Son olarak yazıya Tatcı Hoca’nın tasavvuf konusundaki bazı sözleriyle nihayet yer verelim:
“Şikâyet yoktur tasavvufta. Şikâyet eden dayak yer.”
“Tasavvuf yolundaki en önemli problem teslimiyet problemidir.”
“Tasavvuf, evvele yolculuktur.”
“Tasavvuf yolunda soru sorulmaz; Soruyu kendi nefsine sorarsın tevhidin gücüyle cevap gelir. Bir şekilde gelir! Benim sana verdiğim bilgi kuyuya taş atmaya benzer.”
“Tasavvuf vücut birliğidir. Bir şeyi incittin mi birin gönlünü incitmiş olursun.”

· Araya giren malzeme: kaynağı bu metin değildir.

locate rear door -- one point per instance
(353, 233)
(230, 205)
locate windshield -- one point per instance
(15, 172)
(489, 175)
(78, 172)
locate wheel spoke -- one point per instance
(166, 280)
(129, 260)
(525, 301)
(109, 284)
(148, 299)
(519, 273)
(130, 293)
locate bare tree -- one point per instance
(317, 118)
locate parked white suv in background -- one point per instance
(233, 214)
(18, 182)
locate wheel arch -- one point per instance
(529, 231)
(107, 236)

“Dervişin sırrı, haktaki kendi merhalesidir.”
“Herkes Hızır’dır sen gözünü tamir et.”
“Hak nedir? Aşikâre pinhan olan.”
“’Ben neymişim ya.’ Geç oyalanma. Allah mı oldun lan! Geç. Tevhidin verdiği güç bile olsa oyalanma. ‘İrci’ sesini duyana kadar nasıl olduğu sırdır.”

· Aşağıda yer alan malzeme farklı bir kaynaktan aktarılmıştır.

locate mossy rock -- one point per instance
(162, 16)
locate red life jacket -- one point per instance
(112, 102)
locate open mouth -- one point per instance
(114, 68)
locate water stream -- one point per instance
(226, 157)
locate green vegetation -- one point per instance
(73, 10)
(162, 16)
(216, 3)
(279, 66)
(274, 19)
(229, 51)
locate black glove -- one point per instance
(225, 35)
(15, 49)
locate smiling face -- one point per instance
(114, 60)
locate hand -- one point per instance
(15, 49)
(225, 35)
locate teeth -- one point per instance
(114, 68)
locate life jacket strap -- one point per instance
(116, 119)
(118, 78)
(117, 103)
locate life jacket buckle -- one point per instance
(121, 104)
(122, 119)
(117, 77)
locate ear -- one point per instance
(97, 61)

“Dünyadaki en büyük zevk tevhidin gönülde tecelli etmesidir.”
“Gerçek mutluluk bu dünyada fena olup Hak’ta beka bulmaktır.”
“Vesile nedir? Her şey vesiledir. Sınırlandırma. Vesileye yapışınız. Sen iyi niyetliysen yanlış vesile olmaz. “
“Tasavvuf içi dışıyla dışı içiyle aynileşmesidir.”
“Samimiyet yoksa eninde sonunda elenirsin. Denize elbiseyle parayla vb. istekle girilmez. Kaliteli Musa neden niçin sorularını sormaz. Hiçbir isteğim yok, kimseyi tanımayım, kimseden faydalanmayım niyetini tut. Tam teslimiyet isterler. Aynı zamanda temizlik ve çalışkanlık sana sürat kazandırır.”
“Tevhidde eğleniriz tevhidde dinleniriz tevhidde belleniriz… Tevhid her şey.”
“Öl ki, ölüler dirilsin.”
[1] 27.09.2013 tarihli dersinden.
[2] Mustafa Tatcı, İşitin Ey Yârenler -Yûnus Emre Yorumları-, Kapı Yayınları, İstanbul 2012, s. 669.
[3] 10.11.17 tarihli Balaban Tekkesi sohbetinden.
[4] 27.09.2013 tarihli dersinden.
[5] Burada 12.11.17 tarihinde 12.25’te TRT Haber’de yayınlanan Kitaphane programına konuk olarak katılan Mustafa Hoca’nın sözlerinden istifade edilmiştir.